By now, for all I was suffering from a fever and all the other symptoms I have described, to which were added severely aching knees, that near fatal curiosity was stirring like a waking lion. Or cat.

'First,' I said, 'tell me to whom this packet must be delivered."

The stranger's eyes gleamed yet more brightly, and his tongue touched the corner of his thin mouth. Clearly he believed I was hooked. Indeed, I was.

'The prince you must take it to is called Harihara Raya Kurteishi."

Even by then, after such a short acquaintance, I was not able to quarrel with that 'must', though immediately I suspected that I was likely to be committing myself to a journey longer than the one I had envisaged. I cleared my throat and swallowed the evil-tasting phlegm that filled my mouth.

'And where does he live?'

'In Vijayanagara, an empire which is ruled by John's cousin, a great emperor who is known as Mallikarjuna Deva Raya.'

I sighed and let my aching head fall back on that noisome bolster. I swear it smelt of dog-shit.

'Vijayanagara is almost on the other side of the world. Only Cathay lies beyond it,' I croaked. 'If I travel for half a year I will come to the lands I was born in, which you call the Holy Land. To get to Vijayanagara I will have to travel as far as that again.'

'There was a Venetian who went the whole way to Cathay, and others have followed since. I believe he even called in at Vijayanagara on his way home.'

'Marco,' I scoffed. 'He went with his father, Niccolo, when he was twelve and came back a middle-aged man. I am already as old as he was when he returned, probably older.'

But at that moment there was uproar below, filling the narrow street, and indeed we could see the glimmer of torches dickering through the cracks in the shutters of the one dormer window of that tiny room. I was not then as fluent in the Inglysshe tongue as I have later become, but the gist of the shouts, bellowed commands, was clear enough. The commander of the men-at-arms who had burst in on our landlord had reason to believe that a foul miscreant, a counterfeit friar, a most evil heretic, was sheltering beneath his roof.
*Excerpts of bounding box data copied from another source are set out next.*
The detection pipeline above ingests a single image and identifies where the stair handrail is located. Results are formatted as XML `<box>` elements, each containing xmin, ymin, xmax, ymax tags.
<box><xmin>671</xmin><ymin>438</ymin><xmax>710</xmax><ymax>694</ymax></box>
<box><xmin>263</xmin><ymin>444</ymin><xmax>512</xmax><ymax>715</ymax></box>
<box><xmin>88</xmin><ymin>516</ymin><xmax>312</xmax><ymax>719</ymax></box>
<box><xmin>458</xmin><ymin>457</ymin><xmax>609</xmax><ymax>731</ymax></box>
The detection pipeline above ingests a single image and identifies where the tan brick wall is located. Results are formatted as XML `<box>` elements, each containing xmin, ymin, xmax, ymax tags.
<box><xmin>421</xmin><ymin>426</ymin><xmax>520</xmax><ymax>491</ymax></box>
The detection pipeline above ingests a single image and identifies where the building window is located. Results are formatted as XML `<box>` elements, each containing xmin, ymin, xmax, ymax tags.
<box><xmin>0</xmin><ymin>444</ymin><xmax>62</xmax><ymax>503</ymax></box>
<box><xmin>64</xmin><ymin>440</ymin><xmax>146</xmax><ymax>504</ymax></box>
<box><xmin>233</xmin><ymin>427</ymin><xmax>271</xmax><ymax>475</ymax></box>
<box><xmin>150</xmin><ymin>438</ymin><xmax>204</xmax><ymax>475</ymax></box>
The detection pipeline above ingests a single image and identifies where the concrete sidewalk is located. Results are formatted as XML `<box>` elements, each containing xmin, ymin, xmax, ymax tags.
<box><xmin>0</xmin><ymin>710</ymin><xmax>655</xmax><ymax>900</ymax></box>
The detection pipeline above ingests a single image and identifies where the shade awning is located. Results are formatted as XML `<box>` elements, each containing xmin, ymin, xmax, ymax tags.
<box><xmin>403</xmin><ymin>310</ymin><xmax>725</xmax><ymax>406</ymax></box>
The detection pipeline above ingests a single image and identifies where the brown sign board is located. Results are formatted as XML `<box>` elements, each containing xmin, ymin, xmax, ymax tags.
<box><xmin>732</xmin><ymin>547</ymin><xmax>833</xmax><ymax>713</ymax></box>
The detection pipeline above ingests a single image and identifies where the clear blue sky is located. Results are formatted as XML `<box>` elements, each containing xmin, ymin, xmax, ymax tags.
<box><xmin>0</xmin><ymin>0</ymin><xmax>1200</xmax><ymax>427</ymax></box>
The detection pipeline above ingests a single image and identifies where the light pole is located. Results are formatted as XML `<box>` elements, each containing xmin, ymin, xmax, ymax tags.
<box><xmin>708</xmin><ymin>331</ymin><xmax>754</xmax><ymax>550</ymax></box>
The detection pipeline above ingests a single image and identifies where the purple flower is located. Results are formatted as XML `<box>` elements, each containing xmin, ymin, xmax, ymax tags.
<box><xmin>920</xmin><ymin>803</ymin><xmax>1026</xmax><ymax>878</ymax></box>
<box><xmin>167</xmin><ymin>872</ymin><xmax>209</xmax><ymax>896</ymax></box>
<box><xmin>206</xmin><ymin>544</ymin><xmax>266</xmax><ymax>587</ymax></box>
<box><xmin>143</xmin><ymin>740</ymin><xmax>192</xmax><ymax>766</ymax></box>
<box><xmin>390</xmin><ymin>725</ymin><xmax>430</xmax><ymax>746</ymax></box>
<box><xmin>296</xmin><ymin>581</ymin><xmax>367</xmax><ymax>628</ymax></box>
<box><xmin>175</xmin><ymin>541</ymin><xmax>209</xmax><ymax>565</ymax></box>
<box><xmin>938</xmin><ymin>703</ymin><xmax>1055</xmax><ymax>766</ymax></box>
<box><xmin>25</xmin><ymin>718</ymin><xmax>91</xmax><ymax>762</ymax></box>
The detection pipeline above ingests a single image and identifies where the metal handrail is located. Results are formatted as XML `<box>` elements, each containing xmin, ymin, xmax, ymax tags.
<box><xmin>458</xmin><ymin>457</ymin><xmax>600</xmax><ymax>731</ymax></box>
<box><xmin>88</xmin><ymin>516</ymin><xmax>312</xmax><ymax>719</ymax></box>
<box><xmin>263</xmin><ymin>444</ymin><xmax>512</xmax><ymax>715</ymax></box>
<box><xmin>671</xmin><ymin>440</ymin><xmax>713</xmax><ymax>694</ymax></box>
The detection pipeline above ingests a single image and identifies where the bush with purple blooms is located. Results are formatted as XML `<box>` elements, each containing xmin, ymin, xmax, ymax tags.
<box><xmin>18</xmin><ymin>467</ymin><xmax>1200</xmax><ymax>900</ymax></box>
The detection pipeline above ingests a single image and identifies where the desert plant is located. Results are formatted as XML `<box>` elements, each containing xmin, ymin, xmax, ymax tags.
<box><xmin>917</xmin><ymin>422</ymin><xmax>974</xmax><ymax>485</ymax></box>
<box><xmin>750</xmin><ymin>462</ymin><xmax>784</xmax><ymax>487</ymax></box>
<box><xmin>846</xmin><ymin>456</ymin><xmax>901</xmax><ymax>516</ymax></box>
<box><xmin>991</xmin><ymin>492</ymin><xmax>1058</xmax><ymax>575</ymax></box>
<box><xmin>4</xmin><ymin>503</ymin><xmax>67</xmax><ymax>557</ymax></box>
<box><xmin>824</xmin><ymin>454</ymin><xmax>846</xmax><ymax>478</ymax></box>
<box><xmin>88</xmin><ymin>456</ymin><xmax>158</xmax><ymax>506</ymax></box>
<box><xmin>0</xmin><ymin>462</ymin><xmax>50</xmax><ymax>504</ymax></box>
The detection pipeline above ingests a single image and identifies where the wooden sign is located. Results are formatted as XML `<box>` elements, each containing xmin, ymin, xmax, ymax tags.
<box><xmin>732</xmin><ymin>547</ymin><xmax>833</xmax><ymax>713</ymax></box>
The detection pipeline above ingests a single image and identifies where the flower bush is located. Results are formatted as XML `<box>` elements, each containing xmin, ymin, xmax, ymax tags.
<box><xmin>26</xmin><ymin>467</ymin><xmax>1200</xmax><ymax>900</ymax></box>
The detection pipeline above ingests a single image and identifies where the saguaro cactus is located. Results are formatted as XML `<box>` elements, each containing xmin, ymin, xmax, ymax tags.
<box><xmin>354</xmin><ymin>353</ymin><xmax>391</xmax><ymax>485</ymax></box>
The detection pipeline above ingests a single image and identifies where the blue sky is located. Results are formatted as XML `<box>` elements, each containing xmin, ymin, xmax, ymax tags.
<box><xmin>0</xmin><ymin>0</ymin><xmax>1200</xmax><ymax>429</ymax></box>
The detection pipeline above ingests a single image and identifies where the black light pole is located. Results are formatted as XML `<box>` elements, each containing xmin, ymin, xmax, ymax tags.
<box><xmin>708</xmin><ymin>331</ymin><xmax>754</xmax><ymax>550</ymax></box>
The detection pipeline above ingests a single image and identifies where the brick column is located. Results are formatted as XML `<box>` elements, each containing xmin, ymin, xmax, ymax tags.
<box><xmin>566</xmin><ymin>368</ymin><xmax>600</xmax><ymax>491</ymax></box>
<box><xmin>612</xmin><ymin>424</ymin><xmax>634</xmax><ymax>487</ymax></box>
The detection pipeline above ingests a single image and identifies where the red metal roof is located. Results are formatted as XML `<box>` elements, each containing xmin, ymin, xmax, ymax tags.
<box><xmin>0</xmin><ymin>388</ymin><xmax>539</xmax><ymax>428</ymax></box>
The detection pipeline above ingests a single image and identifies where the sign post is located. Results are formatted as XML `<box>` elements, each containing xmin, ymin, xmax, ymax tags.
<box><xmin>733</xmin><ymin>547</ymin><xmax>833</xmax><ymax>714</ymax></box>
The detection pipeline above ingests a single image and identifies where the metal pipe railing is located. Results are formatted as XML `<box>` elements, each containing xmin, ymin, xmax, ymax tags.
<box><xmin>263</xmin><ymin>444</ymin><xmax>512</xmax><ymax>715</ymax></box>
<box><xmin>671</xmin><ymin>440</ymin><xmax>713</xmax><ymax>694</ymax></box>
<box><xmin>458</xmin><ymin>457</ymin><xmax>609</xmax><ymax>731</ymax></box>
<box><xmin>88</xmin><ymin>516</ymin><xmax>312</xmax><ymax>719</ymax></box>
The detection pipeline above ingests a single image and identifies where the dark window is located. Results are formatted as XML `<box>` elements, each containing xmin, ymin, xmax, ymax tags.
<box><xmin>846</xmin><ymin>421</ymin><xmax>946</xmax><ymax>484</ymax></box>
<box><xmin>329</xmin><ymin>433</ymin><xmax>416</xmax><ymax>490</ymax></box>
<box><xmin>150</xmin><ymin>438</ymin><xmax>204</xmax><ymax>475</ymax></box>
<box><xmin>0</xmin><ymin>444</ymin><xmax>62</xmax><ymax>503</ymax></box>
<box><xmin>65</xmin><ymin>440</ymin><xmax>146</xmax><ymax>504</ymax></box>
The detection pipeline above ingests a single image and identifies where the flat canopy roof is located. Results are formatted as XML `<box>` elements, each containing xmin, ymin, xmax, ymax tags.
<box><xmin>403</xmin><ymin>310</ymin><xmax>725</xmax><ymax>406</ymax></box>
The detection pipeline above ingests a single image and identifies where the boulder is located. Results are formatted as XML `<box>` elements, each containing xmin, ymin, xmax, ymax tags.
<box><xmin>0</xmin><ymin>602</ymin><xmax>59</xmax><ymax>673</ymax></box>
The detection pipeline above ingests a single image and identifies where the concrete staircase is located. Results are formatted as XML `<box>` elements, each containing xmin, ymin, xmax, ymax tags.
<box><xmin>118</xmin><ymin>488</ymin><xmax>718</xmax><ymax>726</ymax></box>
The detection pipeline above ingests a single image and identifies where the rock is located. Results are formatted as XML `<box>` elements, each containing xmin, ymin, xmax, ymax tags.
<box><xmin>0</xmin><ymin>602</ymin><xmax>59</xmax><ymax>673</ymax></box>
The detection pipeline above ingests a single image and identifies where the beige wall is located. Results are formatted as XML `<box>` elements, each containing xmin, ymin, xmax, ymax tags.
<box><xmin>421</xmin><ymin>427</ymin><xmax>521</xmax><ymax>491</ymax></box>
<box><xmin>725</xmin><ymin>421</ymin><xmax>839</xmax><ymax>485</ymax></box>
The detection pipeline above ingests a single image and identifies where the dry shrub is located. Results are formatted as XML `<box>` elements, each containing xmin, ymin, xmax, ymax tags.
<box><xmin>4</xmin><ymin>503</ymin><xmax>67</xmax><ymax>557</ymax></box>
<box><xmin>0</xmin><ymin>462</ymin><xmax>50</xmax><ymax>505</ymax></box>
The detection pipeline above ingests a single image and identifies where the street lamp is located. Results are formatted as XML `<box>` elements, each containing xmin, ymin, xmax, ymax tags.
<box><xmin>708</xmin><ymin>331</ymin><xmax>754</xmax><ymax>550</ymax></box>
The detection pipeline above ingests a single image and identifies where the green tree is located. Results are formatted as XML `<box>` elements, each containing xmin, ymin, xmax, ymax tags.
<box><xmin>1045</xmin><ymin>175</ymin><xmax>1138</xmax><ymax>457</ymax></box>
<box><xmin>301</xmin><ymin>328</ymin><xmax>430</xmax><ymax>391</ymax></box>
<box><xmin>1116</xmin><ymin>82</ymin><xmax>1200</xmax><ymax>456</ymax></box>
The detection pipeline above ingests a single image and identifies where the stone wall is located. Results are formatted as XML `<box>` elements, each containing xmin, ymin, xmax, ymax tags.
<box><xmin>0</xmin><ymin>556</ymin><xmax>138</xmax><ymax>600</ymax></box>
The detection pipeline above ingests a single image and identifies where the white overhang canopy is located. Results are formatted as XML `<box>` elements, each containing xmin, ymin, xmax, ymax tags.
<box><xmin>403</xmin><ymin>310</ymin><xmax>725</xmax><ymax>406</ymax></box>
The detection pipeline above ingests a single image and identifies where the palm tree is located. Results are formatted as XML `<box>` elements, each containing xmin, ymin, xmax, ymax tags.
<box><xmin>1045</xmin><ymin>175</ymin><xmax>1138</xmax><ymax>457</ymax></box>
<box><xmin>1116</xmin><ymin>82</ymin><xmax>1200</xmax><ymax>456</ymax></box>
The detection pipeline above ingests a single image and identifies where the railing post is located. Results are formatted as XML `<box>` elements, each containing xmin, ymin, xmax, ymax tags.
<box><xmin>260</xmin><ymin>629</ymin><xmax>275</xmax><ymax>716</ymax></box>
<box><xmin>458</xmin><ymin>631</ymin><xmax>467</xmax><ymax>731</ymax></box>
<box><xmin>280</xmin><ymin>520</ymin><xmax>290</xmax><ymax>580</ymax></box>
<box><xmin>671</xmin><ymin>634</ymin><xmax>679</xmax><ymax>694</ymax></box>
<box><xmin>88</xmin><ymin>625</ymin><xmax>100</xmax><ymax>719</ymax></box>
My visitor's visage went paler even than it had been before and with one swift movement he thrust the black packet beneath the bolster and headed for the window. However, before he could pull back the shutters, which had probably not been opened since summer and were jammed, three men-at-arms, clad in chain-mail and steel helmets with rims like those on a barber's bowl, burst in and apprehended him. At least I must presume they did, for I had buried myself beneath the stinking covers of the huge bed. Even cats curb their curiosity at times. And survive.